By the time the 2 500-strong army of French soldiers entered the south-western part of Rwanda on June 23 1994, hundreds of thousands of Tutsis and moderate Hutus were already dead.

The French were responding to a call by the United Nations for the international community to mobilise a humanitarian mission to stop the genocide. The stench of rotting human flesh hung in the air.

The butchers had been indiscriminate in their slaughter. Bodies of mothers, fathers, children and the elderly were strewn across streets in every part of the country.

There were not enough graves to bury the dead. Ethnic differences between the minority Tutsis and the majority Hutus, which had been stoked by the political elite, had almost wiped out an entire people.

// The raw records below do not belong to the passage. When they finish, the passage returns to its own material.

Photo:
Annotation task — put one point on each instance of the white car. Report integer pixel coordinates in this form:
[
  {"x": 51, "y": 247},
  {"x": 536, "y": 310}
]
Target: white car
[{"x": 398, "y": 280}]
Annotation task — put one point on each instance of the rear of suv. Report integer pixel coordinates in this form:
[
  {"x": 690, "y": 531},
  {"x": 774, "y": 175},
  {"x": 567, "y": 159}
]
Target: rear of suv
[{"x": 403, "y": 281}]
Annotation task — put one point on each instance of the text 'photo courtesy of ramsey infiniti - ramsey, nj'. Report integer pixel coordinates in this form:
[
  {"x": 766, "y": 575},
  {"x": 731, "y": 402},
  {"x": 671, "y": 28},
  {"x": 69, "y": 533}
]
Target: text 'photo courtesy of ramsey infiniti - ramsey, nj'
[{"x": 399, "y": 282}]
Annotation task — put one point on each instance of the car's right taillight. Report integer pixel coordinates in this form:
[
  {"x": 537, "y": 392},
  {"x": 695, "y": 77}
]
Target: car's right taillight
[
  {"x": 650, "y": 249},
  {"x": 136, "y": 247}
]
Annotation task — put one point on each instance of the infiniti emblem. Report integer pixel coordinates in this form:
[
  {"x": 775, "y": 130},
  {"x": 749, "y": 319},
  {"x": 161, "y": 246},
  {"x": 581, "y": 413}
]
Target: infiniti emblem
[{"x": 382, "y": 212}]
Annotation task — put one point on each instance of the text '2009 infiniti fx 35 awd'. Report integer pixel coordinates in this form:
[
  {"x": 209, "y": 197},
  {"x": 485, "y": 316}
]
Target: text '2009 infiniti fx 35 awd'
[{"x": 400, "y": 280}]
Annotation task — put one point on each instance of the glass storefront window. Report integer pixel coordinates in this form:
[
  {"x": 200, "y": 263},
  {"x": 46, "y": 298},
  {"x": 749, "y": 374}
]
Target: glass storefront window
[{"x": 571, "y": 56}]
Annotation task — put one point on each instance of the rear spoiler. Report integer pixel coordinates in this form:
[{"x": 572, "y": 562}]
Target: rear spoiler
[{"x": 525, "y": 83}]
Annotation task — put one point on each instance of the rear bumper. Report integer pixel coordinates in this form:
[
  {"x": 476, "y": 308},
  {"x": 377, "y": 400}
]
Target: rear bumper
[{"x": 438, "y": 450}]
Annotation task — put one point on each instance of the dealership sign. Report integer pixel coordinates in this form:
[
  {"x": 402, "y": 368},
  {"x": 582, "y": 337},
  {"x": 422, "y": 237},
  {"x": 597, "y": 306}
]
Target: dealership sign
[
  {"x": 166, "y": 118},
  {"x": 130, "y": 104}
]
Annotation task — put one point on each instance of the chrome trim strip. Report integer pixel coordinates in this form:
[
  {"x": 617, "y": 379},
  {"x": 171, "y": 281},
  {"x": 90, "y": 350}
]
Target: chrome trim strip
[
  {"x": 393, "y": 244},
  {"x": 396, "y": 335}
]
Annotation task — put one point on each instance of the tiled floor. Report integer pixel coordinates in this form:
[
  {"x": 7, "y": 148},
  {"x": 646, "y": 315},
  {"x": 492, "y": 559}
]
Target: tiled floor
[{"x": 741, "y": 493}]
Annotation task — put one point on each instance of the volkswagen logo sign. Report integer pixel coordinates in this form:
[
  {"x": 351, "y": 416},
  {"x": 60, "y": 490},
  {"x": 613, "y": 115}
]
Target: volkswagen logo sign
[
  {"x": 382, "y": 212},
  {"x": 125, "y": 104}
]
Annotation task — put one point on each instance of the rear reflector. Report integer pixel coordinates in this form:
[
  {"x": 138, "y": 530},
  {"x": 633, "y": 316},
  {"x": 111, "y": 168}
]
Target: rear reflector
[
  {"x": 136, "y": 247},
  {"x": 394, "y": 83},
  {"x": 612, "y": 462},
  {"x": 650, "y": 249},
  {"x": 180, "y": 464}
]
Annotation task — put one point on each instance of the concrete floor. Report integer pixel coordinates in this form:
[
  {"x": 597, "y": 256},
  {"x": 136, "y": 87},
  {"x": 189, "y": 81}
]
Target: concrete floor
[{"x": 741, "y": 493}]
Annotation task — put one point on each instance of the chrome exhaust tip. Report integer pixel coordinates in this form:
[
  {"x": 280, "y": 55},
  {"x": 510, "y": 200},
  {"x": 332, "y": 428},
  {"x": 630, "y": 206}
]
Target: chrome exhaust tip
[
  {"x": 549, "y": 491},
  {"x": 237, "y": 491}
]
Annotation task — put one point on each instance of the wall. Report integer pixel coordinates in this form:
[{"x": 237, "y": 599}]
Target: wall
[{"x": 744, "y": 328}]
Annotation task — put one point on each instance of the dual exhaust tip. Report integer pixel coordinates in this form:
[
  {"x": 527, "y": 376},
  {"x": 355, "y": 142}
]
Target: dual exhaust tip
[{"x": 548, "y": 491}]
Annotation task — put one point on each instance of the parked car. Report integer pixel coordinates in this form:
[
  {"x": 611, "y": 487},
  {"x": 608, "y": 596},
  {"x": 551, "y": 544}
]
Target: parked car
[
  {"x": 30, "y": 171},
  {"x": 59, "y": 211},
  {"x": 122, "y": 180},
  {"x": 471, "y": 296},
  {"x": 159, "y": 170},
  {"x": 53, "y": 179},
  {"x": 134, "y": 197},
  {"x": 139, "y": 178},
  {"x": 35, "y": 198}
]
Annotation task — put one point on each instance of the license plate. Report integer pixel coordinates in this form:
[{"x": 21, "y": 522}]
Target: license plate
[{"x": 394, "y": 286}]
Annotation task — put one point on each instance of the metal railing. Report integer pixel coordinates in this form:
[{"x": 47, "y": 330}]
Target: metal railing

As this was happening the world was toasting the last – others argue that it was the major – “miracle” of the 20th century. A prisoner had become president in South Africa.

Not only did Nelson Mandela not show any bitterness but he was magnanimous enough to share power with his former jailers. It was truly a moment to savour. The world duly raised its glass and toasted the moment.

But equally, it turned a blind eye to what was happening in Rwanda. By the time anyone or even the UN acted, between 500000 and a million people had perished in a three- month orgy of violence.

It was a painful lesson in what philosopher Edmund Burke warned of hundreds of years earlier, that evil thrives when “good men do nothing”.

Today it is exactly 22 years from the day the French soldiers entered Rwanda.

It is also the day on which, thousands of kilometres to the south of Kigali, the people of Tshwane are still counting their losses and clearing debris from their streets.

The unrest which started in the townships around Tshwane on Sunday and spread to the city centre on Tuesday, is apparently because the communities do not want “that Zulu woman” to be the ANC’s mayoral candidate for the city.

The tribalism evident in the response to the announcement of former agriculture minister Thoko Didiza as the ANC’s mayoral candidate for Tshwane is worrying.

It has happened despite her having lived in Pretoria since her election to parliament in 1994. But that is beside the point.

This is not the only incident of this type.

In Vuwani, Limpopo, 24 schools were burnt down last month, all because the communities in the area – dominated by Venda speakers – do not want their villages to be incorporated into the Malamulele Municipality which is dominated by Tsonga speakers.

A pattern would seem to be emerging in our society – on the ground and on social networks – where disagreements are premised on racial or ethnic differences.

This is a recipe for disaster.

By yesterday afternoon President Jacob Zuma had not said a word about the protests or the danger presented by communities stoking ethnic fires.

Perhaps he lacks the courage to do so. After all he won the ANC presidency on a “100% Zuluboy” ticket. He allowed a dangerous phenomenon to gain traction within the ANC when his ethnicity became a rallying point for his supporters.

This is in contrast to the ANC’s success record since its formation, in managing to mobilise people beyond ethnic or race lines. This was possible because of the exceptional leadership of the likes of Nkosi Albert Luthuli, Oliver Tambo and the Mandelas of this world.

The protests in Vuwani and Tshwane are yet another demonstration that the ANC under Zuma is no longer able to claim it is “the leader of society”. Our society is leaderless and that is dangerous.

This is not the time to blame “outside forces” and other imaginary enemies. The ANC must rein in its supporters and restore order in Tshwane. But more than that it must find a leader. We don’t need a civil war.